1010 Wien, Michaelerplatz, Kohlmarkt 11 (Autobus 2, 3)
Manche Särge blieben noch offen erhalten, und man kann ehemalige Hofbeamte in ihren einst prächtigen Amtskleidern erkennen. Hier wurde auch der berühmte Dichter und Librettist Glucks und Mozarts Pietro Metastasio, der als poeta caesareo (= kaiserlicher Dichter) in Wien wirkte, beigesetzt. Seine Grabtafel befindet sich in einem Nebenchor der Kirche. Die Gruft kann bei Führungen besichtigt werden.
In einer kleinen Seitenkapelle rechts vom Eingang ist ein seltsamer Stilmix zu entdecken, zwischen zwei alten Fresken befindet sich ein Gedenkrelief für den von den Nationalsozialisten 1934 ermordeten Bundeskanzler des korporatistischen Ständestaates Engelbert Dollfuß, an den beiden anderen gegenüberliegenden Wänden sind ein Mahnmal für die in den Konzentrationslagern ermordeten Österreicher und ein Gedenkkreuz für diese Österreicher vom Dachauer Friedhof.

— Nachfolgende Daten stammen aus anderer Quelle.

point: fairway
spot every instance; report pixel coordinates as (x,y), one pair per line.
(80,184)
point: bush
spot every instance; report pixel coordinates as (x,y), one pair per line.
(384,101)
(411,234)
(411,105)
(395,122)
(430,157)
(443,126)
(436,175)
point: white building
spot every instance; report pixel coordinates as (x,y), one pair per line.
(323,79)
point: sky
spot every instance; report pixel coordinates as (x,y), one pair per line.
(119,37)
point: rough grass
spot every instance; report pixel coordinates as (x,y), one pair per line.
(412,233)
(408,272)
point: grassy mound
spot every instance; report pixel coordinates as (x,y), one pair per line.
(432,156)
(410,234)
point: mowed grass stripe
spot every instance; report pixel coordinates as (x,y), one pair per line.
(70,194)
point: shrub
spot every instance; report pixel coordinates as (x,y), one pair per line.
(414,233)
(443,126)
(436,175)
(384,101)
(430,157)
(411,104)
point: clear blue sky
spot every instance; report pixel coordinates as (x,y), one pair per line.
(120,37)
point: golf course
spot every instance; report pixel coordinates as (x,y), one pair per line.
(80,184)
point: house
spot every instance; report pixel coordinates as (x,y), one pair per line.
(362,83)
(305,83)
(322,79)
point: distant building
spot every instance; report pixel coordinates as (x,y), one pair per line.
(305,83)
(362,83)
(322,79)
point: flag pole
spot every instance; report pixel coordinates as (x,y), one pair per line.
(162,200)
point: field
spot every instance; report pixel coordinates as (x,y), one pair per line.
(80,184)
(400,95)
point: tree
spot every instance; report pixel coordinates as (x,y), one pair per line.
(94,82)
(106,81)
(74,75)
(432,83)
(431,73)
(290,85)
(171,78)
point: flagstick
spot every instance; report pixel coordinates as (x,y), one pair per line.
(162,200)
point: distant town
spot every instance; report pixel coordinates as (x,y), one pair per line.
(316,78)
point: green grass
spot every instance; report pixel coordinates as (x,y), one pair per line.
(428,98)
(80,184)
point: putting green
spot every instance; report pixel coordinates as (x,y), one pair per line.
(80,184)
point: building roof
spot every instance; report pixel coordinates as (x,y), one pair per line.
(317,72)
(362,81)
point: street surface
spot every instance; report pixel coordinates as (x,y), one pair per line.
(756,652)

Im linken Nebenhaus von St. Michael, im so genannten Großen Michaelerhaus, einem wunderbaren Barockbau mit Resten von Pawlatschen und einem sehr stimmungsvollen Innenhof, wohnte 1751 bis 1756, nach seiner Entlassung aus der Chorkapelle wegen Stimmbruch, in einer Bodenkammer der Komponist Joseph Haydn. Er wurde damals von dem im selben Haus wohnenden Komponisten und Gesangslehrer Antonio Porpora gefördert. In diesem Haus hatte auch Metastasio bis zu seinem Tod 1782 Logis genommen.
Das rechte Nebenhaus von St. Michael, auch Kleines Michaelerhaus genannt, erhebt sich auf dem ehemaligen Friedhof der Michaelerkirche. Durch das Haus führt ein malerischer Durchgang mit einem Ölbergrelief zur Habsburgergasse.